I have the following dataframe:
Book_No Replicate Sample Smell Taste Odour Volatility Notes
0 12, 43 1 control 0.3 10.0 71 1 NaN
1 12, 43 2 control 0.4 8.0 63 3 NaN
2 12, 43 3 control 0.1 3.0 22 2 NaN
3 19, 21 1 control 1.1 2.0 80 3 NaN
4 19, 21 2 control 0.4 8.0 0 4 NaN
5 19, 21 3 control 0.9 3.0 4 6 NaN
6 19, 21 4 control 2.1 6.0 50 4 NaN
7 11, 22 1 control 3.4 3.0 23 3 NaN
8 12, 43 1 Sample A 1.1 11.2 75 7 NaN
9 12, 43 2 Sample A 1.4 3.3 87 6 Temperature was too hot
10 12, 43 3 Sample A 0.7 7.4 91 5 NaN
11 19, 21 1 Sample B 2.1 3.2 99 7 NaN
12 19, 21 2 Sample B 2.2 11.3 76 8 NaN
13 19, 21 3 Sample B 1.9 9.3 89 9 sample spilt by user
14 19, 21 1 Sample C 3.2 4.0 112 10 NaN
15 19, 21 2 Sample C 2.1 5.0 96 15 NaN
16 19, 21 3 Sample C 2.7 7.0 105 13 Was too cold
17 11, 22 1 Sample C 2.4 3.0 121 19 NaN
I'd like to do two separate things. Firstly, I'd like to calculate the mean values for each 'smell', 'volatility', 'taste' and 'odour' columns of the 'Sample' Control, where the 'Book_No' is the same value. Then, subtract those mean values from the individual Sample A, Sample B and Sample C, where the 'Book_No' matches those of the control. The resulting dataframe should look something like this:
Book_No Replicate Sample Smell Taste Odour Volatility Notes
0 12, 43 1 control 0.300000 10.00 71.0 1.00 NaN
1 12, 43 2 control 0.400000 8.00 63.0 3.00 NaN
2 12, 43 3 control 0.100000 3.00 22.0 2.00 NaN
3 19, 21 1 control 1.100000 2.00 80.0 3.00 NaN
4 19, 21 2 control 0.400000 8.00 0.0 4.00 NaN
5 19, 21 3 control 0.900000 3.00 4.0 6.00 NaN
6 19, 21 4 control 2.100000 6.00 50.0 4.00 NaN
7 11, 22 1 control 3.400000 3.00 23.0 3.00 NaN
8 12, 43 1 Sample A 0.833333 4.20 23.0 5.00 NaN
9 12, 43 2 Sample A 1.133333 -3.70 35.0 4.00 Temperature was too hot
10 12, 43 3 Sample A 0.433333 0.40 39.0 3.00 NaN
11 19, 21 1 Sample B 0.975000 -1.55 65.5 2.75 NaN
12 19, 21 2 Sample B 1.075000 6.55 42.5 3.75 NaN
13 19, 21 3 Sample B 0.775000 4.55 55.5 4.75 sample spilt by user
14 19, 21 1 Sample C -0.200000 1.00 89.0 7.00 NaN
15 19, 21 2 Sample C -1.300000 2.00 73.0 12.00 NaN
16 19, 21 3 Sample C -0.700000 4.00 82.0 10.00 Was too cold
17 11, 22 1 Sample C -1.000000 0.00 98.0 16.00 NaN
I've tried the following codes, but neither seems to give me what I need, plus I'd need to copy and paste the code and change the column name for each column I'd like to apply it to:
df['Smell'] = df['Smell'] - df.groupby(['Book_No', 'Sample'])['Smell'].transform('mean')

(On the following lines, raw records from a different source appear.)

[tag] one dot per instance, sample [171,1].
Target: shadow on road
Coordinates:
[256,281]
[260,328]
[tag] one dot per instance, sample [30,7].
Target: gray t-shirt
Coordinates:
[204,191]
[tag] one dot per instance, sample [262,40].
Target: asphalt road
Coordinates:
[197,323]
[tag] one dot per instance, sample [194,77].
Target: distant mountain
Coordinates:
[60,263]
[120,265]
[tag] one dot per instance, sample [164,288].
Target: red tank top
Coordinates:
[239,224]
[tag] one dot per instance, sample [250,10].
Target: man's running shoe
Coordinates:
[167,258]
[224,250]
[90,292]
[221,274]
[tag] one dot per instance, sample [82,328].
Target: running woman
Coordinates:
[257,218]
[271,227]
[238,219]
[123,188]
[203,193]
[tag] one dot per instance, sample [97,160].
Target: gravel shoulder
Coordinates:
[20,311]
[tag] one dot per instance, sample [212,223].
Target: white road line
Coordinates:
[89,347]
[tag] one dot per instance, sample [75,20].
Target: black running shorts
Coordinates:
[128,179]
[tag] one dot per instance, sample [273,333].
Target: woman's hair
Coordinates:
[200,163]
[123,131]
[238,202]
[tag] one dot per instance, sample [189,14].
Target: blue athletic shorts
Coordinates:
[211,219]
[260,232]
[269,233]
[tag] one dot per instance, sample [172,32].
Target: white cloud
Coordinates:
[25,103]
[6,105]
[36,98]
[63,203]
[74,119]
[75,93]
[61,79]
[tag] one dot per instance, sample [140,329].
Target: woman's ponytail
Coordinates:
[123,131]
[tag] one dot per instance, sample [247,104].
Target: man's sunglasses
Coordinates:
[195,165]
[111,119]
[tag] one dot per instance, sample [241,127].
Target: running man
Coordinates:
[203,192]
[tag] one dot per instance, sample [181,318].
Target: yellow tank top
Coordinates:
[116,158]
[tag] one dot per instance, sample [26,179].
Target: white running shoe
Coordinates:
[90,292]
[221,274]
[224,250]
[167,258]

and I've tried to apply a mask:
mask = df['Book_No'].unique()
df.loc[~mask, 'Smell'] = (df['Smell'] - df['Smell'].where(mask).groupby([df['Book_No'],df['Sample']]).transform('mean'))
Then, separately, I'd like to subtract the control values from the sample values, when the Book_No and replicate values match. The resulting dataframe should look something like this:
Book_No Replicate Sample Smell Taste Odour Volatility Unnamed: 7
0 12, 43 1 control 0.3 10.0 71 1 NaN
1 12, 43 2 control 0.4 8.0 63 3 NaN
2 12, 43 3 control 0.1 3.0 22 2 NaN
3 19, 21 1 control 1.1 2.0 80 3 NaN
4 19, 21 2 control 0.4 8.0 0 4 NaN
5 19, 21 3 control 0.9 3.0 4 6 NaN
6 19, 21 4 control 2.1 6.0 50 4 NaN
7 11, 22 1 control 3.4 3.0 23 3 NaN
8 12, 43 1 Sample A 0.8 1.2 4 6 NaN
9 12, 43 2 Sample A 1.0 -4.7 24 3 Temperature was too hot
10 12, 43 3 Sample A 0.6 4.4 69 3 NaN
11 19, 21 1 Sample B 1.0 1.2 19 4 NaN
12 19, 21 2 Sample B 1.8 3.3 76 4 NaN
13 19, 21 3 Sample B 1.0 6.3 85 3 sample spilt by user
14 19, 21 1 Sample C 2.1 2.0 32 7 NaN
15 19, 21 2 Sample C 1.7 -3.0 96 11 NaN
16 19, 21 3 Sample C 1.8 4.0 101 7 Was too cold
17 11, 22 1 Sample C -1.0 0.0 98 16 NaN
Could anyone kindly offer their assistance to help with these two scenarios?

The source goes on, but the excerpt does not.